Jacques Lanctôt

Chronique de Jacques Lanctôt

Jacques Lanctôt
Canoë

En mission commandée (la suite)

En mission commandée (la suite)

Photo d'archives, Chantal Poirier

Jacques Lanctôt

Il s'agit de la suite de l'étonnante conversion du journaliste Vincent Marissal, racontée sous mode docu-fiction.

Malgré les sondages qui lui sont défavorables, le Parti québécois continue d'inquiéter les tenants du statu quo. Même si le parti indépendantiste semble affaibli par des déchirements internes et par les coups de boutoir que lui portent les forces anti-indépendantistes qui font, de toute évidence, front commun contre lui, il y a toujours un risque de soubresauts, de revirements dont seuls les Québécois ont le secret. Cela s'est vu par le passé. Et avec le retour au bercail de certains moutons noirs, dont l'ex-chef d'un autre parti souverainiste et la veuve d'un ex-premier ministre - tous deux avaient claqué la porte du Parti québécois - on ne peut vraiment prédire quel bon vent favorable soufflera dans les voiles de ce parti, le seul à présenter une option souverainiste non déguisée, avec un solide programme social-démocrate tout à fait réaliste.

Alors, pourquoi ne pas y aller d'un coup fourré qui déroutera le commun des mortels, mais qui produira, à la longue, ses effets positifs, c'est-à-dire déstabiliser le parti indépendantiste et même l'étêter, car son chef pourrait fort bien perdre sa circonscription si l'ex-journaliste qui est aussi désormais ex-lobbyiste reçoit suffisamment d'appuis médiatiques. N'a-t-on pas réussi un coup fumant avec le jeune Gabriel Nadeau Dubois, qui, de brebis galeuse pendant la crise étudiante et le printemps érable, est devenu l'enfant chéri des médias? Devenu co-chef de QS, on n'a plus à le craindre, il peut jouer encore longtemps dans son carré de sable sans vraiment perturber l'ordre établi.

Au cours de cette rencontre entre le stratège du PLC et notre ex-lobbyiste prêt à tout, il est convenu que ce dernier se présentera plutôt pour le parti de gauche QS. Il sera ainsi plus utile à la cause du fédéralisme.
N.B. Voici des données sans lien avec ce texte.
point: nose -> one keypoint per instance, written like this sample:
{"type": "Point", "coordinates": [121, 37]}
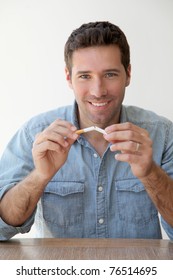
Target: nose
{"type": "Point", "coordinates": [98, 88]}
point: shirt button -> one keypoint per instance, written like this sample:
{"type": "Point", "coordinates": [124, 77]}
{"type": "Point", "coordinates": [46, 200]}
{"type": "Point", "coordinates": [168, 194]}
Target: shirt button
{"type": "Point", "coordinates": [100, 188]}
{"type": "Point", "coordinates": [101, 221]}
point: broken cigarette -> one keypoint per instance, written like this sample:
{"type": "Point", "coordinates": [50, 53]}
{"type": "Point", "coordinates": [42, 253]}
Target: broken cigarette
{"type": "Point", "coordinates": [91, 128]}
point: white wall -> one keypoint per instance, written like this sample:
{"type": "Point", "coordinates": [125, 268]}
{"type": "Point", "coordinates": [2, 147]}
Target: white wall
{"type": "Point", "coordinates": [32, 37]}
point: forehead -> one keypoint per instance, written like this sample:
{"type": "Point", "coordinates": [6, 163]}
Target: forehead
{"type": "Point", "coordinates": [96, 56]}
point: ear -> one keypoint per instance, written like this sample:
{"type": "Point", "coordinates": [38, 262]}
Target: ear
{"type": "Point", "coordinates": [128, 78]}
{"type": "Point", "coordinates": [68, 77]}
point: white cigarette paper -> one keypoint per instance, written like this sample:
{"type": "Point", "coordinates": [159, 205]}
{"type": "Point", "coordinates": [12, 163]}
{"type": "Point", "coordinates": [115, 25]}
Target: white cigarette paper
{"type": "Point", "coordinates": [91, 128]}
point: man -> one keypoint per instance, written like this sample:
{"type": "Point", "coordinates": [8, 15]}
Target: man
{"type": "Point", "coordinates": [92, 185]}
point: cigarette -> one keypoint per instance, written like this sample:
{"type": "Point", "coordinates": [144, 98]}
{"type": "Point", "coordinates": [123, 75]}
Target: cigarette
{"type": "Point", "coordinates": [91, 128]}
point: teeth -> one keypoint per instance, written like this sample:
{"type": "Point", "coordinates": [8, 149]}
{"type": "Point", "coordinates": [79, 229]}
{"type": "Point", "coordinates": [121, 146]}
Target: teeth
{"type": "Point", "coordinates": [99, 104]}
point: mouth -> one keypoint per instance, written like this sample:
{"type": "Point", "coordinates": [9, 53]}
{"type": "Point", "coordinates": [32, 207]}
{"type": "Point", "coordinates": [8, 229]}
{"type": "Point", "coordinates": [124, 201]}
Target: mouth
{"type": "Point", "coordinates": [99, 104]}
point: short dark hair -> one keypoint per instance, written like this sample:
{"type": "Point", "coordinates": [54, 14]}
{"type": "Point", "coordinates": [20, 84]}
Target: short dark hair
{"type": "Point", "coordinates": [99, 33]}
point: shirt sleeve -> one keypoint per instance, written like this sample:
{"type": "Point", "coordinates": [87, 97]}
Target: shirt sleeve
{"type": "Point", "coordinates": [7, 231]}
{"type": "Point", "coordinates": [15, 164]}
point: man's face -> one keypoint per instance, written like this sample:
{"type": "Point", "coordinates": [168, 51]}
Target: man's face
{"type": "Point", "coordinates": [98, 80]}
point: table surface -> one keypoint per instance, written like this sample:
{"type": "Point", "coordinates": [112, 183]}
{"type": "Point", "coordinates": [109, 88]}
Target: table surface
{"type": "Point", "coordinates": [86, 249]}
Même s'il a déjà déclaré que la souveraineté était quelque chose de dépassé, il devra y aller d'une profession de foi tonitruante envers la souveraineté du Québec et les grands principes de gauche défendus par ce parti, même si son programme propose des solutions irréalisables, qu'il balaiera du revers de la main en répétant qu'il a toujours été de gauche et souverainiste.

La circonscription toute désignée est celle où il réside. Il n'y a donc rien de plus naturel que de chercher à s'y faire élire, même si elle est représentée par un autre homme aux idées de gauche, le chef du parti indépendantiste. Après tout, le but n'est-il pas d'en découdre avec le PQ, de l'éloigner pour un bon bout de temps du pouvoir, tout en favorisant l'élection du PLQ ou de son club-école, la CAQ. C'est de tout cela dont il a été question entre le stratège libéral et l'aspirant au poste de député QS dans Rosemont.

L'ex-journaliste, qui est habitué à obéir aux ordres de ses supérieurs, ses plus que vingt ans au service d'un employeur impitoyable l'ayant conditionné à répondre « présent! » lorsque les intérêts supérieurs de la nation canadienne sont en jeu, se lance donc dans l'arène politique. Il se rend compte soudainement qu'il ne contrôle plus la joute des questions comme auparavant, et que ses nouveaux acolytes de QS ne sont pas d'un grand secours pour le défendre des questions malicieuses des journalistes. Ceux-ci, difficiles à berner, tentent de découvrir la faille dans ce scénario un peu farfelu, mais qui risque tout de même de faire du tort au mouvement souverainiste dans son ensemble.

À vous de jouer maintenant, Luc Dionne, car la table est mise!